Un Avenir Incertain et des Méthodes Sous Éclat
La trajectoire d'Abdel Bouhazama dans le football professionnel semble à un tournant. Après son passage à la tête de l'équipe première d'Angers SCO, des discussions ont eu lieu concernant son départ définitif du club, dix ans après son arrivée à la direction du centre de formation. L'affaire Chetti et les sanctions qui en ont découlé ont probablement accéléré ce processus. La direction du club et lui-même étudient les conditions de son départ.
La question de savoir si sa méthode, jugée dure et parfois vexatoire par ses détracteurs, est adaptée au football professionnel, reste en suspens. La direction d'Angers SCO, en quête d'un coach capable d'insuffler un "mode commando" dans le vestiaire, pourrait avoir recherché précisément cet aspect chez Bouhazama, contrastant avec l'approche plus douce de son prédécesseur, Gérald Baticle. L'avantage d'opter pour une solution interne comme Abdel Bouhazama résidait également dans le fait qu'il était déjà sous contrat, représentant une option moins coûteuse dans un contexte où les dépenses du club étaient encadrées par la DNCG.
L'histoire d'Abdel Bouhazama illustre la complexité du monde du football, où l'exigence, la passion et la recherche de la performance se heurtent parfois à des considérations éthiques et humaines.
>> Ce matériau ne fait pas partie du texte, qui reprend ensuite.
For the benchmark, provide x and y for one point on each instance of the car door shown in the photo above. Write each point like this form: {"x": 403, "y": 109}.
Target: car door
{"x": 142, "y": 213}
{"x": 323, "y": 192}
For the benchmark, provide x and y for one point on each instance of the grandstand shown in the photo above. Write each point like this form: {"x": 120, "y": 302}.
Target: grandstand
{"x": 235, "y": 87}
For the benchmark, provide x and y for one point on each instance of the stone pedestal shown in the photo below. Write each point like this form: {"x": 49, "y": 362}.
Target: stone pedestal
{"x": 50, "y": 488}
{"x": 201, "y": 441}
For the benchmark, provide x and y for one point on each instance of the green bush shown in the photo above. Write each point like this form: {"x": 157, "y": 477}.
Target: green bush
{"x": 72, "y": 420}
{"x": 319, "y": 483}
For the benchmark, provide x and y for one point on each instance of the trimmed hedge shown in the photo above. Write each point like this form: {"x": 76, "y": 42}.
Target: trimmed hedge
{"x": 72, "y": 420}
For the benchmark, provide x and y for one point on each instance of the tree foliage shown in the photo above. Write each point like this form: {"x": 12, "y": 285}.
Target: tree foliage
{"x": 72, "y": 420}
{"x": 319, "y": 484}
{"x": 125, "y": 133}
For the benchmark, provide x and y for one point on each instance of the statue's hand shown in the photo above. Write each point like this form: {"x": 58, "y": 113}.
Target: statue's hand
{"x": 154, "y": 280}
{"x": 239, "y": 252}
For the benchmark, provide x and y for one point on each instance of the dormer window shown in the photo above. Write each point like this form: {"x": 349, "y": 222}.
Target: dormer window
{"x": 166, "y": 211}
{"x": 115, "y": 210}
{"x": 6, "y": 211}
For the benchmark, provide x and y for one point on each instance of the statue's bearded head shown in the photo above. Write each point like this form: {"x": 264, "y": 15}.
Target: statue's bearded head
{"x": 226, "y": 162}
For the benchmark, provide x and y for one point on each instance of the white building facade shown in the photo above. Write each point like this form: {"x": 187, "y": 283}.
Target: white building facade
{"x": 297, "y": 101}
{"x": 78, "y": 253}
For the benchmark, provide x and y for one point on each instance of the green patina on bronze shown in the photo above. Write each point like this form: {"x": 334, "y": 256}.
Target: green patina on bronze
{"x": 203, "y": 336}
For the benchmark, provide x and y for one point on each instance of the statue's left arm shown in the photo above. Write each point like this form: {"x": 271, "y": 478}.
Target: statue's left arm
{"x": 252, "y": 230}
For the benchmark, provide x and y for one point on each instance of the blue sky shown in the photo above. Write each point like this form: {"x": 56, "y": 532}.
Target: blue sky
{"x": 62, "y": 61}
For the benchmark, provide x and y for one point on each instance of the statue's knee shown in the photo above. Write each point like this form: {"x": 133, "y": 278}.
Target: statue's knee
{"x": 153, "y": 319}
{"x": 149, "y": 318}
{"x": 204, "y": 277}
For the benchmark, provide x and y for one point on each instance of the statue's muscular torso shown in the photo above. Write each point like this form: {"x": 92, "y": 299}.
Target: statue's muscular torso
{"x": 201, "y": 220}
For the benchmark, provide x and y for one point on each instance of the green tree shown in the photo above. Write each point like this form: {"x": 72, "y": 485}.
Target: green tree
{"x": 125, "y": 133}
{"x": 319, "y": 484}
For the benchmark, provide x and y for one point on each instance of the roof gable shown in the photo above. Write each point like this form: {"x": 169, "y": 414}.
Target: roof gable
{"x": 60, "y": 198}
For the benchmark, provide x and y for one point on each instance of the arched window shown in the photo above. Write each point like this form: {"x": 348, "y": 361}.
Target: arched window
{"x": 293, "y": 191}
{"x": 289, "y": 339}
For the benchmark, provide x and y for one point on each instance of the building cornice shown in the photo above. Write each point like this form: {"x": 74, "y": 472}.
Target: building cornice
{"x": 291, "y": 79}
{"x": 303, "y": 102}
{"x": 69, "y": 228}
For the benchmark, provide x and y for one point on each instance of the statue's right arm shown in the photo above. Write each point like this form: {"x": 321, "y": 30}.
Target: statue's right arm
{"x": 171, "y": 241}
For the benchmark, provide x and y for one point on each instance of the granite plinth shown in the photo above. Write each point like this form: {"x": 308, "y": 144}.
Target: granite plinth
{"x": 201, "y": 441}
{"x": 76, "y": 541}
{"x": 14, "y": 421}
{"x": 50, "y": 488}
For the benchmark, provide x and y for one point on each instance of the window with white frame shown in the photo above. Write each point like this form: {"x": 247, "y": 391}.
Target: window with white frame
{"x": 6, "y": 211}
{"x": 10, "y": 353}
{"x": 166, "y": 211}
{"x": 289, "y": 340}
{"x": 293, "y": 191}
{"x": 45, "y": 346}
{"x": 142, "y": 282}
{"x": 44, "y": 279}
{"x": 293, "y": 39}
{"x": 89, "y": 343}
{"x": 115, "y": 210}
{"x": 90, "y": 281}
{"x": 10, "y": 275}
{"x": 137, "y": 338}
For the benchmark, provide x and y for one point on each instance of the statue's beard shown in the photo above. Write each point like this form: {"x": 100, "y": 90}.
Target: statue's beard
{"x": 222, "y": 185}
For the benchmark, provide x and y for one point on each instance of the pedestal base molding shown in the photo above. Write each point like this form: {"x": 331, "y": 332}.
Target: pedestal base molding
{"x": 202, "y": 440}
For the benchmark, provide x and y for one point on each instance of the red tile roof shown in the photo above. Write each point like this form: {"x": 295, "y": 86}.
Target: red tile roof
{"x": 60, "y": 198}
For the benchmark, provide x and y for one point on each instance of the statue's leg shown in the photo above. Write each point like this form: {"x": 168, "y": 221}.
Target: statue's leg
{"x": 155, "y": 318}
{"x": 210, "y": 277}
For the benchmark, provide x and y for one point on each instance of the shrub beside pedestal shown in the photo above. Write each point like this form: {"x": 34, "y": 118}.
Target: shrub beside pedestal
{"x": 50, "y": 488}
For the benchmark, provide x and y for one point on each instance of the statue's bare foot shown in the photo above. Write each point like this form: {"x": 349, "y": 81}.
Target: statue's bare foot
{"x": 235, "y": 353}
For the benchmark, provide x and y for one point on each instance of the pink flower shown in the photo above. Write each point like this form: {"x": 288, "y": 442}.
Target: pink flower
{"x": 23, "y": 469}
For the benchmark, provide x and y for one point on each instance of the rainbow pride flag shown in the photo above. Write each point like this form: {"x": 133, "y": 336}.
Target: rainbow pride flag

Son parcours, entre la formation de jeunes talents et la gestion d'équipes professionnelles, continue de susciter des débats sur les méthodes les plus efficaces pour atteindre l'excellence sportive, tout en préservant l'intégrité et le bien-être des joueurs. La capacité d'un individu à "tirer son épingle du jeu avec adresse", comme le mentionne un témoignage, est indéniablement une qualité, mais elle doit être constamment évaluée à l'aune de son impact sur l'environnement sportif et humain. L'avenir dira comment cette figure marquante du football français continuera d'écrire son histoire.